Jimmy, rientrato a inizio mese contro i Sacramento Kings, ha dato la scossa che serviva alla squadra, che continua a pagare le defezioni e oggi sembra destinata ancora a soccombere, come avvenuto, al cospetto delle contender (in questo le sconfitte contro Jazz e Clippers non rappresentano un dramma), ma che ha ridotto il margine per la qualificazione alla post-season con 2 vittorie sui Knicks ottavi, in una mini-striscia di 4 successi consecutivi a cui ha fatto seguito un nuovo filotto di sconfitte, tre in fila, dalle quali però stavolta sembrano essersi rialzati, come testimonia la W ottenuta nella notte contro i Lakers.

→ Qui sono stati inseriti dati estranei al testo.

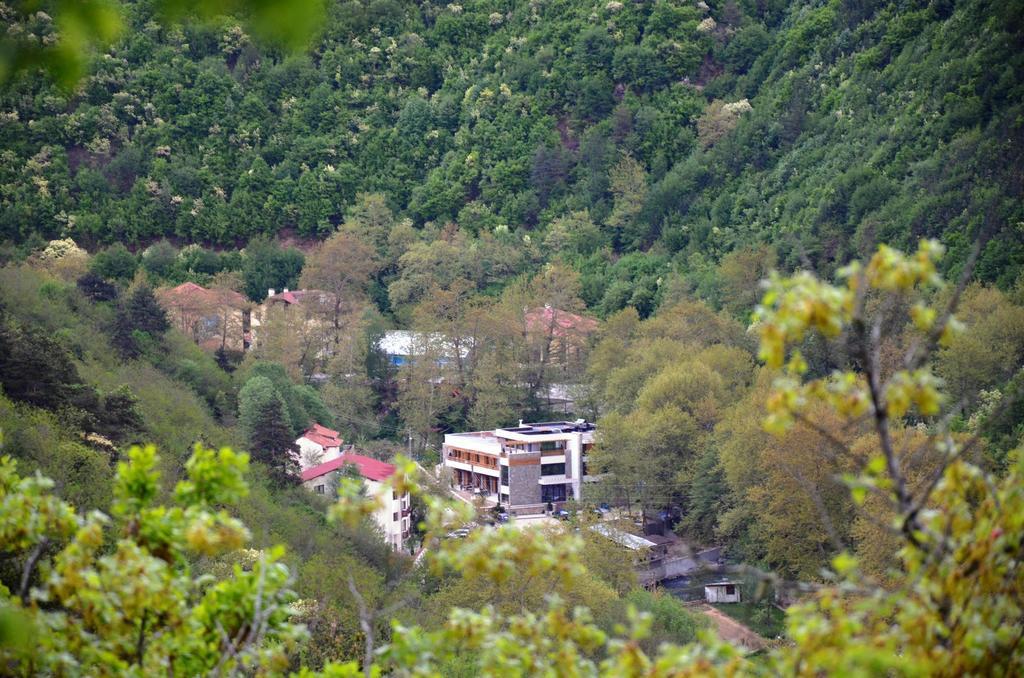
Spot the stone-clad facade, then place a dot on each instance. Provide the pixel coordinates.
(525, 468)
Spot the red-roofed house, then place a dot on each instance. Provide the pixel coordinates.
(318, 445)
(215, 318)
(393, 516)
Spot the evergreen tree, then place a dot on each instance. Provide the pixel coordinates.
(271, 441)
(139, 319)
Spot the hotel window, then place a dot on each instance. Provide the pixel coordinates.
(553, 493)
(553, 469)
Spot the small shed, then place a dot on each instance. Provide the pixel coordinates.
(722, 592)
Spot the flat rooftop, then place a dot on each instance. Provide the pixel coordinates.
(549, 427)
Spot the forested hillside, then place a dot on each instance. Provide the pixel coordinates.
(799, 133)
(773, 251)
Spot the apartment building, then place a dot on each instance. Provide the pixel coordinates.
(524, 467)
(394, 512)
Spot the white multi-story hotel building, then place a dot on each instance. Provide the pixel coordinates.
(524, 467)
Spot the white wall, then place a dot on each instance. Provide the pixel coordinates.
(383, 516)
(311, 454)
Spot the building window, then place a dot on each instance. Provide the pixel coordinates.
(553, 469)
(553, 493)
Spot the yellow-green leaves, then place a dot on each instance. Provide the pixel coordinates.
(892, 270)
(214, 477)
(137, 480)
(794, 306)
(797, 305)
(125, 601)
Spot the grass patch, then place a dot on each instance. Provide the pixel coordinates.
(761, 618)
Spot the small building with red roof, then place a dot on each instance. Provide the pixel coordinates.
(317, 445)
(393, 513)
(560, 336)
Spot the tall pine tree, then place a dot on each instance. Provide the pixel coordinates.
(264, 420)
(139, 318)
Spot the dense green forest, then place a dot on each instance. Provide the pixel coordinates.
(694, 178)
(690, 132)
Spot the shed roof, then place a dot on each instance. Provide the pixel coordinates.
(323, 436)
(631, 542)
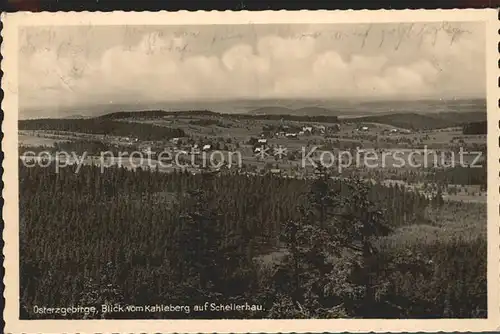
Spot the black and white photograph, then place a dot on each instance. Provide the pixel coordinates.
(246, 171)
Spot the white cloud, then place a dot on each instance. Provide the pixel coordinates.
(275, 67)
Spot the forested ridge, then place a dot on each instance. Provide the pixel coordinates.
(100, 126)
(145, 237)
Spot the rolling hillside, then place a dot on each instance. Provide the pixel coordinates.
(416, 121)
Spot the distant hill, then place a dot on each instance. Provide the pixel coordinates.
(305, 111)
(271, 111)
(315, 111)
(424, 121)
(156, 113)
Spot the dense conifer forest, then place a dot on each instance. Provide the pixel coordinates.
(299, 248)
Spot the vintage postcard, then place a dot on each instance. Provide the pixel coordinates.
(305, 171)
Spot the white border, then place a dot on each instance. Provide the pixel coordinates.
(10, 178)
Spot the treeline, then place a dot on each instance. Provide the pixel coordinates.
(207, 113)
(424, 121)
(103, 127)
(145, 237)
(475, 128)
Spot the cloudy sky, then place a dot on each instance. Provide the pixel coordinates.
(64, 68)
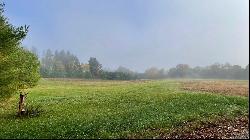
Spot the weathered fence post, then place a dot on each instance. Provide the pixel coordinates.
(21, 107)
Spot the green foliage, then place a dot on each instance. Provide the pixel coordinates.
(19, 68)
(60, 64)
(113, 109)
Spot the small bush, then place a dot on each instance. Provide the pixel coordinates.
(32, 111)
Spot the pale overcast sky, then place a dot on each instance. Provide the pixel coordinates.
(138, 34)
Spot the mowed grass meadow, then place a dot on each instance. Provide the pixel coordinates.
(113, 109)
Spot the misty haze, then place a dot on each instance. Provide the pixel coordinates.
(132, 69)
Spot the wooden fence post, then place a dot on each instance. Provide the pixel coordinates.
(21, 107)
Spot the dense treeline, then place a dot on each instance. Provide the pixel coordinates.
(214, 71)
(65, 64)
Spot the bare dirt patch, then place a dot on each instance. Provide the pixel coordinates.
(237, 88)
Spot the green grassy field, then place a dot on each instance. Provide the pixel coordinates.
(113, 109)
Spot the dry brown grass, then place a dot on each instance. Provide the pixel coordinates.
(236, 88)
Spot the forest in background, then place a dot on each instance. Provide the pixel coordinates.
(64, 64)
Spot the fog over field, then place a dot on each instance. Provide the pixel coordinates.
(138, 34)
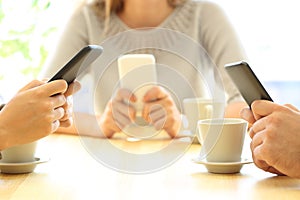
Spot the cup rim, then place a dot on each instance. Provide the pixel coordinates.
(201, 99)
(219, 121)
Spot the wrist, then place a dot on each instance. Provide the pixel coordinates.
(1, 106)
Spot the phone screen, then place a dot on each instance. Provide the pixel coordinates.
(79, 63)
(246, 81)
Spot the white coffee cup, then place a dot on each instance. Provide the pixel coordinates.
(19, 154)
(201, 108)
(223, 139)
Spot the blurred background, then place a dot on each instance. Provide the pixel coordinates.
(269, 31)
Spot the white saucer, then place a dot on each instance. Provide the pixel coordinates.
(224, 167)
(19, 168)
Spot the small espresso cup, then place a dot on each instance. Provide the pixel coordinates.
(19, 154)
(201, 108)
(223, 139)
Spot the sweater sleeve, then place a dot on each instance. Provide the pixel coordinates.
(222, 44)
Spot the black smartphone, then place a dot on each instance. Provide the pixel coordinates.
(246, 81)
(79, 63)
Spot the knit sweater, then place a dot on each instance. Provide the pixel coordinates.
(202, 22)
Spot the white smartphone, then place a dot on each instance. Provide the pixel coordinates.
(137, 72)
(246, 81)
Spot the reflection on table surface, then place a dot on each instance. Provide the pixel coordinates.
(73, 173)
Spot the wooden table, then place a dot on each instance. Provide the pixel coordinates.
(72, 173)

Il tutto seguendo il suo leader, che dal rientro viaggia praticamente in tripla-doppia di media e ha dato nuova linfa all'attacco e alla difesa di una squadra che appare totalmente esausta nella mente ancora prima che nelle gambe. La partita contro LeBron di stanotte, riedizione delle Finals di pochi mesi fa, potrebbe davvero segnare la svolta in termini di convinzione e consapevolezza di un gruppo che sembrava aver totalmente perso le sue certezze, ma basterà per bissare la cavalcata 2019/20?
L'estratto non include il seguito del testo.